Backendology A study of backend web development by Jared Ririe

Designing a Comprehensive Course in Distributed Systems: Reading List

In a recent conversation at work, I learned about MIT’s distributed systems course. As the majority of the content is available online through the course website, I was just about ready to dive in, follow the course, and report on what I learned. But then I had this thought: I am not formally a student anymore, so I should take more ownership of my learning. I should design my own comprehensive course in distributed systems!

My course doesn’t have to be constrained to a semester in length or only lightly cover topics that I find important and compelling. I’ll be able to take a more depth-first approach to learning. For example, after implementing the Raft consensus algorithm, if I feel like there is more to learn, I can take time to build an simple system which uses my Raft code. A university course on a broad topic such as distributed systems has to avoid depth like this in order to cover all the required content. As someone who has been in industry for a few years, I also have a rough idea of which concepts matter in practice because I’ve run up against them and struggled to find time to understand them as well as I wanted.

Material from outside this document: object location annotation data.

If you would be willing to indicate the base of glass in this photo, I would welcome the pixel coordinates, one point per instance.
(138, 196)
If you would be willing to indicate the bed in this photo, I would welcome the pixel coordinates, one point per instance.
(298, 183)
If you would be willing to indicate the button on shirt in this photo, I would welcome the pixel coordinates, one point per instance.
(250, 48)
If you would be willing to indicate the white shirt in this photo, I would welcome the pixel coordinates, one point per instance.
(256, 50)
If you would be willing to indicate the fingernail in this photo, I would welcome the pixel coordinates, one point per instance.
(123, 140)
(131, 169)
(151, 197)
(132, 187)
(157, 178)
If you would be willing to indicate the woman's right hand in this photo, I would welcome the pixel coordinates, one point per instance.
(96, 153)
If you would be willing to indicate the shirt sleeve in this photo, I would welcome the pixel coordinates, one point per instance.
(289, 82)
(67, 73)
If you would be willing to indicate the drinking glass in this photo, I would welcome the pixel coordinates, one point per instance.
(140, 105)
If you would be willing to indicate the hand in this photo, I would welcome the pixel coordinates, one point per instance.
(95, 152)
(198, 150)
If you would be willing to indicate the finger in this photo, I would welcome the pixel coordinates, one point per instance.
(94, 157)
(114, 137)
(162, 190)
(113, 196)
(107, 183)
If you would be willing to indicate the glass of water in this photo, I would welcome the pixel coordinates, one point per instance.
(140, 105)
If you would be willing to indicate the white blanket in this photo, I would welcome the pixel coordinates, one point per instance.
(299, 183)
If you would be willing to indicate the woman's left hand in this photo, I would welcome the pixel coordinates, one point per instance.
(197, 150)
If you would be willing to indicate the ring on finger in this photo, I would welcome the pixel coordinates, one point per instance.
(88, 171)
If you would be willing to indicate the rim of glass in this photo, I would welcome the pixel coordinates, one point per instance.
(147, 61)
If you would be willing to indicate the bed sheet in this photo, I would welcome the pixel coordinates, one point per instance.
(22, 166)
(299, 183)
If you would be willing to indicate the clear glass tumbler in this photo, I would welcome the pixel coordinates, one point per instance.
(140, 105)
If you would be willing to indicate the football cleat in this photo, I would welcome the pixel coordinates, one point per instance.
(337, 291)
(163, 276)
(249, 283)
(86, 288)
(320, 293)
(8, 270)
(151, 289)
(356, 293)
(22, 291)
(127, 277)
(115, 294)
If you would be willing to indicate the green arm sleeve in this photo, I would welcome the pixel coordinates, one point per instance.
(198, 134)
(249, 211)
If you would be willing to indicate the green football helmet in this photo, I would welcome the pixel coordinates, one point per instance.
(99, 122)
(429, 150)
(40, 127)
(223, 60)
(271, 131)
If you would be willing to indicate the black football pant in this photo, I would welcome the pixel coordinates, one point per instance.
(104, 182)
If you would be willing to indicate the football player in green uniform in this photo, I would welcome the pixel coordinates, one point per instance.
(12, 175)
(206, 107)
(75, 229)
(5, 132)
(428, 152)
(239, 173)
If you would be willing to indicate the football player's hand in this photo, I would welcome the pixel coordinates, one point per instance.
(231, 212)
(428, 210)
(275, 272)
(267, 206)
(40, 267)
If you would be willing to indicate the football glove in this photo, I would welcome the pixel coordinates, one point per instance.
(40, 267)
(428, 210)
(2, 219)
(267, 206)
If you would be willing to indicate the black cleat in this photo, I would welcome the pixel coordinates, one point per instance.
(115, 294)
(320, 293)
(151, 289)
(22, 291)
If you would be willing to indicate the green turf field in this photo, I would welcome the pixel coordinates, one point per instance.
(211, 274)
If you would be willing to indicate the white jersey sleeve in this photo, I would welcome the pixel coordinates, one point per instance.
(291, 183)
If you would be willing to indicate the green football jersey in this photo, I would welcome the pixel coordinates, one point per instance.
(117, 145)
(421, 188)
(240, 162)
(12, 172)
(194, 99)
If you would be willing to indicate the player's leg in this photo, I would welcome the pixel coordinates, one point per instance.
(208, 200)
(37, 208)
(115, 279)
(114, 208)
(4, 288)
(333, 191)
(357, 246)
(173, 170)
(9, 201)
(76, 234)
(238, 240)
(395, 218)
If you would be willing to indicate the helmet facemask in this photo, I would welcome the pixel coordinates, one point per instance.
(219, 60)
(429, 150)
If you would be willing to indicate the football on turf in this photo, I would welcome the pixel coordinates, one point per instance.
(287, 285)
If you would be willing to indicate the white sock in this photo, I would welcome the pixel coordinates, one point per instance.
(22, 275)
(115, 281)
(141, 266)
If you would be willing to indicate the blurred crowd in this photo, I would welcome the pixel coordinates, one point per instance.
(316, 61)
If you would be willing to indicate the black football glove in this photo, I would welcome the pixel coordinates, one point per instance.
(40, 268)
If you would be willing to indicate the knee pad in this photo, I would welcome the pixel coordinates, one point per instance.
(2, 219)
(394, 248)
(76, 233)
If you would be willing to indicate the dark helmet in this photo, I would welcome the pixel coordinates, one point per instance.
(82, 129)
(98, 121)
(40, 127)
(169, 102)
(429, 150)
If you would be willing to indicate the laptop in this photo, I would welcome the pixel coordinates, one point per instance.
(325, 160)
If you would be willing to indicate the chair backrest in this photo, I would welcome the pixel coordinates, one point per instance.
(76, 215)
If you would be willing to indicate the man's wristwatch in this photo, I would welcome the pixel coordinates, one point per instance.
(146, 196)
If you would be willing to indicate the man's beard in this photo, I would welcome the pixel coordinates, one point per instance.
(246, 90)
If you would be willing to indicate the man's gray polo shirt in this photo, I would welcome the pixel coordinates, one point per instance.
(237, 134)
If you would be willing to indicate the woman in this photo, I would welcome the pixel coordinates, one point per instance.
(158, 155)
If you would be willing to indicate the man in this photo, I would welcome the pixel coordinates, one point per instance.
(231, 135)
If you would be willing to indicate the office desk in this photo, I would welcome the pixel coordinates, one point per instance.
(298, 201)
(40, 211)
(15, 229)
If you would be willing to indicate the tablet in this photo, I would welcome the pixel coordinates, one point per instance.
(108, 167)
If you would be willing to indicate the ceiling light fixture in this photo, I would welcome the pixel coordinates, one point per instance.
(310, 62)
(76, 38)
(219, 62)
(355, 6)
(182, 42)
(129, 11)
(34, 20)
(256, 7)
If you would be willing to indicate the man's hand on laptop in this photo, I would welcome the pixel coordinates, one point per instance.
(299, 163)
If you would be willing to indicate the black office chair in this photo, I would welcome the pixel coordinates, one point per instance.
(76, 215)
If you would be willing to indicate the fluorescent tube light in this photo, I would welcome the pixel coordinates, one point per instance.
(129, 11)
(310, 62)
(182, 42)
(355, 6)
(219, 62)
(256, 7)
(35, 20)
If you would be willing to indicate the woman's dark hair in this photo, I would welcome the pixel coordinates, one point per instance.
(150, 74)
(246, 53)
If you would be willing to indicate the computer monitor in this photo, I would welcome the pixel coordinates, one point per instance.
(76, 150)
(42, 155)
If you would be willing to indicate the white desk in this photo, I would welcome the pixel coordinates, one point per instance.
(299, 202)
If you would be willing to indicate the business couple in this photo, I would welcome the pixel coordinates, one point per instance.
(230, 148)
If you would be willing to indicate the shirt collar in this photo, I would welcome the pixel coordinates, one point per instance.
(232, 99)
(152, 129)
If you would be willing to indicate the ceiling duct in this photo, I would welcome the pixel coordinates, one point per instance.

Why study distributed systems?

First, some motivation. Of all the things to learn about in our field, why study distributed systems? In that same conversation I mentioned above, one of my coworkers said it better than I could:

Developers really need to know how to deal with concurrency, think in that space, and stop thinking about programs as serial lists of instructions. There is no demand for someone who can’t natively think about concurrency all over their algorithm and their code.

He went on to argue that an understanding of distributed systems is becoming a hard prerequisite of work done by software developers. While testing and software practice can safely and easily be learned on the job, concepts related to asynchronous concurrent systems often cannot be. Misunderstandings in this regard lead to system outages and incur serious technical debt. To avoid making common mistakes and architecting poor systems, it’s critical to take time to seriously learn distributed systems.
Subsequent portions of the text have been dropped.